Vie rurale 26 août 2025

Une maison qui n’est pas sienne

Pour ceux qui ne sont pas familiers avec le milieu agricole, certaines règles parfois complexes du droit et de la fiscalité agricole peuvent surprendre, notamment celles encadrant les maisons familiales situées en zone agricole, qui font souvent partie de l’entreprise.

« Ce n’est pas quelque chose que j’ignorais; c’est plus que ce n’est pas un sujet dont je peux parler avec les autres. Les gens qui ne sont pas dans cette réalité-là ne comprennent pas et trouvent que ça n’a pas de maudit bon sens que je ne puisse pas être propriétaire de ma maison, mais juste locataire », confie Clara Choquette, conjointe d’un producteur bovin en Abitibi-Témiscamingue.

Moi, ça ne me dérange pas, mais quand on le sait, il faut seulement s’arranger en conséquence.

Clara Choquette
Simon Rivest

En effet, si la maison est détenue par la ferme, et non personnellement par les conjoints, elle est considérée comme un bien de l’entreprise, résume le fiscaliste Simon Rivest. Il explique que cette particularité fait en sorte que si, par exemple, le couple est marié en séparation de biens, le conjoint non-agriculteur n’a pas droit à la maison elle-même. « S’il est plutôt marié en société d’acquêts [régime matrimonial par défaut au Québec, qui privilégie le partage de la valeur des biens accumulés pendant le mariage, y compris les revenus de placements ou les revenus d’entreprises], le conjoint non-agriculteur peut avoir droit à la plus-value sur les actions de la compagnie qui détient la maison, mais pas à la maison en tant que telle », détaille-t-il.

De même, la nouvelle loi sur les conjoints de fait avec enfants, qui introduit un partage de la plus-value de la résidence principale et des véhicules familiaux en cas de séparation, ne s’applique pas si la maison est détenue par une compagnie, « car les conjoints n’en sont pas propriétaires, mais seulement locataires », prévient-il. 

ll est donc crucial, selon lui, de discuter de la manière dont les contributions financières sont faites pour éviter que le conjoint non-propriétaire n’ait rien en cas de séparation, « par exemple si l’un paie l’hypothèque et l’autre, les dépenses courantes », illustre le fiscaliste.

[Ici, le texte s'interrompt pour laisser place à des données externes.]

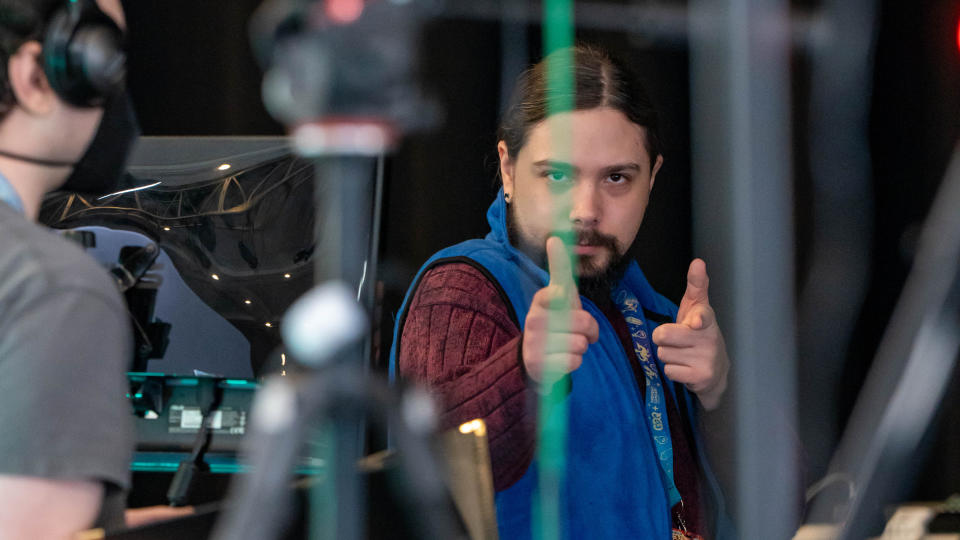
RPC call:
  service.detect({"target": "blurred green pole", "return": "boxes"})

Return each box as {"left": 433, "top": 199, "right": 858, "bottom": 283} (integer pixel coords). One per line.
{"left": 310, "top": 423, "right": 337, "bottom": 540}
{"left": 535, "top": 2, "right": 574, "bottom": 540}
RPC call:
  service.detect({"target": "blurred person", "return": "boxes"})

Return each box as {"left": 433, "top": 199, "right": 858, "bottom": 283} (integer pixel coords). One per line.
{"left": 392, "top": 45, "right": 733, "bottom": 539}
{"left": 0, "top": 0, "right": 139, "bottom": 536}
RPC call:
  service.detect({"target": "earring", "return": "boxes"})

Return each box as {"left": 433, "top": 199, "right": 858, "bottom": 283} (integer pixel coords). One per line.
{"left": 504, "top": 192, "right": 511, "bottom": 203}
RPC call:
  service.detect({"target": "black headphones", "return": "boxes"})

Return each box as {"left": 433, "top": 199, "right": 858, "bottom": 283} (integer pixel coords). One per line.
{"left": 42, "top": 0, "right": 126, "bottom": 108}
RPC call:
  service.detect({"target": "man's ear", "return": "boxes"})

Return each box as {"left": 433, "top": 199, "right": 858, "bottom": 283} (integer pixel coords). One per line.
{"left": 649, "top": 154, "right": 664, "bottom": 192}
{"left": 7, "top": 41, "right": 56, "bottom": 116}
{"left": 497, "top": 140, "right": 515, "bottom": 196}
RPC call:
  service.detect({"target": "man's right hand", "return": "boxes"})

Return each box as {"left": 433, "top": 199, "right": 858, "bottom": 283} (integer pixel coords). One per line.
{"left": 522, "top": 236, "right": 600, "bottom": 386}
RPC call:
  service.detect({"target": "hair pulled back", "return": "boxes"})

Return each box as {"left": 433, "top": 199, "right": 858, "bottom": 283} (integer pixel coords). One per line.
{"left": 497, "top": 44, "right": 663, "bottom": 167}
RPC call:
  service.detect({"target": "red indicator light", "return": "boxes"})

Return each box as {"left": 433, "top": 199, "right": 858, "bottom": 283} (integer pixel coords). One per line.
{"left": 326, "top": 0, "right": 364, "bottom": 24}
{"left": 956, "top": 16, "right": 960, "bottom": 54}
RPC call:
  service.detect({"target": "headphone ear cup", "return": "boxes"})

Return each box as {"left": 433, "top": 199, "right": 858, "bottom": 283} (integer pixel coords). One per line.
{"left": 41, "top": 6, "right": 75, "bottom": 101}
{"left": 42, "top": 0, "right": 125, "bottom": 107}
{"left": 69, "top": 25, "right": 125, "bottom": 98}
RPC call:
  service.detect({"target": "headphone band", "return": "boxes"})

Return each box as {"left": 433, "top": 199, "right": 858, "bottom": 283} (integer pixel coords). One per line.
{"left": 0, "top": 147, "right": 74, "bottom": 167}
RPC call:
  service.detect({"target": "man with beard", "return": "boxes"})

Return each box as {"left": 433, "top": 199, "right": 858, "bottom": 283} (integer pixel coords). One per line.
{"left": 391, "top": 45, "right": 732, "bottom": 539}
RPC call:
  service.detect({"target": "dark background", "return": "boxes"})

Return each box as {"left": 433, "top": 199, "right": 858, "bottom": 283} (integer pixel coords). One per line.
{"left": 121, "top": 0, "right": 960, "bottom": 509}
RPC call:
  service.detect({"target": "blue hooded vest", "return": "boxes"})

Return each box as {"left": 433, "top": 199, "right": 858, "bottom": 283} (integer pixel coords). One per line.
{"left": 390, "top": 190, "right": 732, "bottom": 539}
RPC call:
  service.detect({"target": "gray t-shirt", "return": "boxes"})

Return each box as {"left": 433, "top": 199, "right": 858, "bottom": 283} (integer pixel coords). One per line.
{"left": 0, "top": 201, "right": 134, "bottom": 528}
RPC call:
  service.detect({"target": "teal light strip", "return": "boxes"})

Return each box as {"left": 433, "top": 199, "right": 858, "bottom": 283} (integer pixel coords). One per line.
{"left": 131, "top": 454, "right": 324, "bottom": 475}
{"left": 221, "top": 379, "right": 259, "bottom": 389}
{"left": 131, "top": 460, "right": 248, "bottom": 475}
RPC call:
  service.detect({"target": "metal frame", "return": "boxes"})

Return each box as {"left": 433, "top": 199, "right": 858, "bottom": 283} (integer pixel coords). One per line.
{"left": 688, "top": 1, "right": 800, "bottom": 537}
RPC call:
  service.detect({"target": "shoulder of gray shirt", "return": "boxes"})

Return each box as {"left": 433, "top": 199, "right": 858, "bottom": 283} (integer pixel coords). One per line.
{"left": 0, "top": 202, "right": 125, "bottom": 315}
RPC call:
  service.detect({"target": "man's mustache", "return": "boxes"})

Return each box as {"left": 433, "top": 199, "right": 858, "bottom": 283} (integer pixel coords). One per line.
{"left": 550, "top": 229, "right": 619, "bottom": 252}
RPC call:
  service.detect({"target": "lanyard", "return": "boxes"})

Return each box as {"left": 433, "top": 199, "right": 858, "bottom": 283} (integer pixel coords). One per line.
{"left": 0, "top": 172, "right": 23, "bottom": 215}
{"left": 613, "top": 284, "right": 683, "bottom": 509}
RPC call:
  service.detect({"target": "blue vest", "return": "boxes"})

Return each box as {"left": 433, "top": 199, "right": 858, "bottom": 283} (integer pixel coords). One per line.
{"left": 390, "top": 190, "right": 733, "bottom": 539}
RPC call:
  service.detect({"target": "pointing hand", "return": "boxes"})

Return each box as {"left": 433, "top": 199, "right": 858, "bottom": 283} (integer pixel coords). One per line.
{"left": 522, "top": 236, "right": 599, "bottom": 387}
{"left": 651, "top": 259, "right": 730, "bottom": 410}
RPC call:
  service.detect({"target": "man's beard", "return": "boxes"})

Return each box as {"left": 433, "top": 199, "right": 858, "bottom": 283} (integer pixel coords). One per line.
{"left": 506, "top": 202, "right": 637, "bottom": 303}
{"left": 578, "top": 233, "right": 636, "bottom": 304}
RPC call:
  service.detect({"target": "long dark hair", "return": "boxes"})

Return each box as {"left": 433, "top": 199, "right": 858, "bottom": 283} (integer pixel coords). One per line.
{"left": 497, "top": 44, "right": 664, "bottom": 167}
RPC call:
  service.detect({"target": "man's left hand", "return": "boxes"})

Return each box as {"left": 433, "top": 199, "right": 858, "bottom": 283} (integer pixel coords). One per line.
{"left": 651, "top": 258, "right": 729, "bottom": 410}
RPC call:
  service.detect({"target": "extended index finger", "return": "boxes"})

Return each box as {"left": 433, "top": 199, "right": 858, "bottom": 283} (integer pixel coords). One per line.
{"left": 546, "top": 236, "right": 575, "bottom": 288}
{"left": 546, "top": 236, "right": 580, "bottom": 308}
{"left": 682, "top": 258, "right": 710, "bottom": 306}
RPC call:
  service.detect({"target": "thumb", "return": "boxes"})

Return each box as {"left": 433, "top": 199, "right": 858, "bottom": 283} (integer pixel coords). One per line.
{"left": 546, "top": 236, "right": 580, "bottom": 308}
{"left": 677, "top": 258, "right": 709, "bottom": 319}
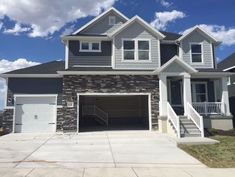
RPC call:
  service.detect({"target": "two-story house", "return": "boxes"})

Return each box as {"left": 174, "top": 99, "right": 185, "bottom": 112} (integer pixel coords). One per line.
{"left": 0, "top": 8, "right": 233, "bottom": 138}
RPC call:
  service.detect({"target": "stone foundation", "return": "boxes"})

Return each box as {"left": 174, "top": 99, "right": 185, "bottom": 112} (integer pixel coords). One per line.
{"left": 2, "top": 109, "right": 13, "bottom": 133}
{"left": 61, "top": 75, "right": 159, "bottom": 131}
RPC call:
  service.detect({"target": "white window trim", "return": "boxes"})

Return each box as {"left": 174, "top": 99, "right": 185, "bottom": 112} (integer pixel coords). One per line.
{"left": 80, "top": 41, "right": 101, "bottom": 52}
{"left": 191, "top": 81, "right": 208, "bottom": 103}
{"left": 121, "top": 38, "right": 151, "bottom": 62}
{"left": 109, "top": 16, "right": 116, "bottom": 26}
{"left": 190, "top": 42, "right": 204, "bottom": 65}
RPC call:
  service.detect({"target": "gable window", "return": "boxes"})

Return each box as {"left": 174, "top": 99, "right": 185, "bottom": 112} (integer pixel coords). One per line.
{"left": 192, "top": 82, "right": 208, "bottom": 102}
{"left": 123, "top": 39, "right": 150, "bottom": 61}
{"left": 191, "top": 43, "right": 203, "bottom": 63}
{"left": 80, "top": 41, "right": 101, "bottom": 52}
{"left": 109, "top": 16, "right": 116, "bottom": 26}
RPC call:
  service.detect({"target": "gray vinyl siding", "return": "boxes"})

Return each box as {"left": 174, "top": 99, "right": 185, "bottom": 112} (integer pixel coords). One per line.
{"left": 181, "top": 31, "right": 214, "bottom": 69}
{"left": 80, "top": 12, "right": 126, "bottom": 35}
{"left": 114, "top": 22, "right": 160, "bottom": 70}
{"left": 68, "top": 41, "right": 112, "bottom": 67}
{"left": 7, "top": 78, "right": 63, "bottom": 106}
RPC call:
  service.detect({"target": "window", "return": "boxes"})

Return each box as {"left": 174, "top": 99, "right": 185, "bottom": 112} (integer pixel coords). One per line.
{"left": 191, "top": 43, "right": 202, "bottom": 63}
{"left": 109, "top": 16, "right": 116, "bottom": 25}
{"left": 123, "top": 39, "right": 150, "bottom": 61}
{"left": 80, "top": 41, "right": 101, "bottom": 52}
{"left": 192, "top": 82, "right": 208, "bottom": 102}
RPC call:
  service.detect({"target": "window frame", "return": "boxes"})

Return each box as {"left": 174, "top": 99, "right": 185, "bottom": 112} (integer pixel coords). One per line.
{"left": 109, "top": 16, "right": 116, "bottom": 26}
{"left": 122, "top": 38, "right": 151, "bottom": 62}
{"left": 190, "top": 43, "right": 204, "bottom": 64}
{"left": 191, "top": 82, "right": 208, "bottom": 103}
{"left": 80, "top": 41, "right": 101, "bottom": 52}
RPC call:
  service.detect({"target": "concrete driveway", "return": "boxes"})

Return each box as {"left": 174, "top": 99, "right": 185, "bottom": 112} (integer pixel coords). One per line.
{"left": 0, "top": 131, "right": 204, "bottom": 168}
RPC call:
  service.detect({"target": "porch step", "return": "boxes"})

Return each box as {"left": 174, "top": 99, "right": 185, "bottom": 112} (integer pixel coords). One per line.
{"left": 180, "top": 117, "right": 201, "bottom": 137}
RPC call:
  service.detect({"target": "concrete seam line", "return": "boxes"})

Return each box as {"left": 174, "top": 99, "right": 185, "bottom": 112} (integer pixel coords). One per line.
{"left": 106, "top": 132, "right": 116, "bottom": 167}
{"left": 25, "top": 168, "right": 35, "bottom": 177}
{"left": 182, "top": 169, "right": 194, "bottom": 177}
{"left": 82, "top": 168, "right": 85, "bottom": 177}
{"left": 14, "top": 134, "right": 55, "bottom": 168}
{"left": 132, "top": 168, "right": 140, "bottom": 177}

Il conseille en ce sens aux couples de signer une convention de vie commune s’ils ne sont pas mariés, pour prévoir le partage des biens.

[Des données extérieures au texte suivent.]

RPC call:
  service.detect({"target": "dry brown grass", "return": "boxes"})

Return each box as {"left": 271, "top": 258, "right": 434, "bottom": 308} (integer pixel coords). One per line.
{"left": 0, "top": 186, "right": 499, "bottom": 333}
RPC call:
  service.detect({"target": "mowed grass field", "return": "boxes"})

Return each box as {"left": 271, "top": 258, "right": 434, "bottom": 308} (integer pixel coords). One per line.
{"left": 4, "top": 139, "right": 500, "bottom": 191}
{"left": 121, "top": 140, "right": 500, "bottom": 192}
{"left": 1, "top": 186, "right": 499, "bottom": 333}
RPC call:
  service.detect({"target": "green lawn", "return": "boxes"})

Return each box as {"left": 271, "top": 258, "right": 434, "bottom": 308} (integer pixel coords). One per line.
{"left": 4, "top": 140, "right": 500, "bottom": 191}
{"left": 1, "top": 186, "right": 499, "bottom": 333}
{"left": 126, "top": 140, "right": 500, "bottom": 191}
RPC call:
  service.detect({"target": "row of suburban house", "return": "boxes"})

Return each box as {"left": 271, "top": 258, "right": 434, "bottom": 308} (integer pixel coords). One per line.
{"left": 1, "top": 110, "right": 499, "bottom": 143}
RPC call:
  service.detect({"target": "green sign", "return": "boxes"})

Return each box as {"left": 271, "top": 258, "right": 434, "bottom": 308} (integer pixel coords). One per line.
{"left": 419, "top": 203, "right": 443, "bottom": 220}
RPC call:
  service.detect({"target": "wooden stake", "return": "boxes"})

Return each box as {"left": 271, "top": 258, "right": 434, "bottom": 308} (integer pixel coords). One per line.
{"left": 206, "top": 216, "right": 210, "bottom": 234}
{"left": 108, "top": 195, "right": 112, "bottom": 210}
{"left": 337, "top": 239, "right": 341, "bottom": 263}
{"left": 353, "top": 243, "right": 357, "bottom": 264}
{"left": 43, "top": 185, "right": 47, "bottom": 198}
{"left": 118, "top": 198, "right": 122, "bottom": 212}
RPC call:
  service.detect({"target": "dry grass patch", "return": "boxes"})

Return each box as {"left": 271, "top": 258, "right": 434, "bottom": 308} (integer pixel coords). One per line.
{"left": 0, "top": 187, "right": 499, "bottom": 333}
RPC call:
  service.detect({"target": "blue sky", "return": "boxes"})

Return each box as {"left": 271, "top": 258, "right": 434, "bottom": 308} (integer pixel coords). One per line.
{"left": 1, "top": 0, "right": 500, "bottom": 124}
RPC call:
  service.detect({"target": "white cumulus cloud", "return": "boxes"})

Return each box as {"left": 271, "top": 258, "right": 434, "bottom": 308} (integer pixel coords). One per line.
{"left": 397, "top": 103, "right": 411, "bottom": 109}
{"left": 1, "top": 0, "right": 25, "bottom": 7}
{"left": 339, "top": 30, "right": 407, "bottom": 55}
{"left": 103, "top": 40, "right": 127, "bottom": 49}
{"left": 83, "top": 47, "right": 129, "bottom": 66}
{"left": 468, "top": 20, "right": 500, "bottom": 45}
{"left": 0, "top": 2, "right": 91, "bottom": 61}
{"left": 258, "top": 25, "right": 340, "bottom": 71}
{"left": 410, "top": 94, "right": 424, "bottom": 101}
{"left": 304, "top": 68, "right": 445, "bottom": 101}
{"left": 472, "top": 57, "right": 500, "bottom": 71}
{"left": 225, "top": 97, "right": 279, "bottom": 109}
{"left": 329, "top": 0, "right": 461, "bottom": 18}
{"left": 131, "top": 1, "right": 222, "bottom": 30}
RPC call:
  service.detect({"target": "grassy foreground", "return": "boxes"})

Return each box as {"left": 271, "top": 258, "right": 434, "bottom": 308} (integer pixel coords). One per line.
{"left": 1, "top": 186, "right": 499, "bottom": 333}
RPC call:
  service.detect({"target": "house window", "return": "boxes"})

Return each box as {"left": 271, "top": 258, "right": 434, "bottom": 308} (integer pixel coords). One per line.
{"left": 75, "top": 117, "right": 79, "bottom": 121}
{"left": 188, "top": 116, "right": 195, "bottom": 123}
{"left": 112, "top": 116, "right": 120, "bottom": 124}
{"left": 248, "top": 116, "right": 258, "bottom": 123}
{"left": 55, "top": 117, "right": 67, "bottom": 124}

Pour les couples qui s’associent dans une entreprise agricole, il recommande de rédiger une convention entre associés ou actionnaires. Ce document permet de prévoir les modalités en cas de décès ou de départ d’un des conjoints et évite des litiges parfois coûteux.

Un statut juridique distinct

Le statut juridique des maisons construites en vertu de l’article 40 de la Loi sur la protection du territoire et des activités agricoles du Québec fait en sorte qu’elles sont rattachées à l’entreprise agricole et qu’elles sont encadrées par des règles distinctes. Il est possible de déposer une demande à la Commission de protection du territoire agricole pour détacher la maison du lot agricole, ce qui permet aux occupants d’en être propriétaires, mais cette procédure n’est pas toujours autorisée, notamment pour éviter une fragmentation du territoire agricole.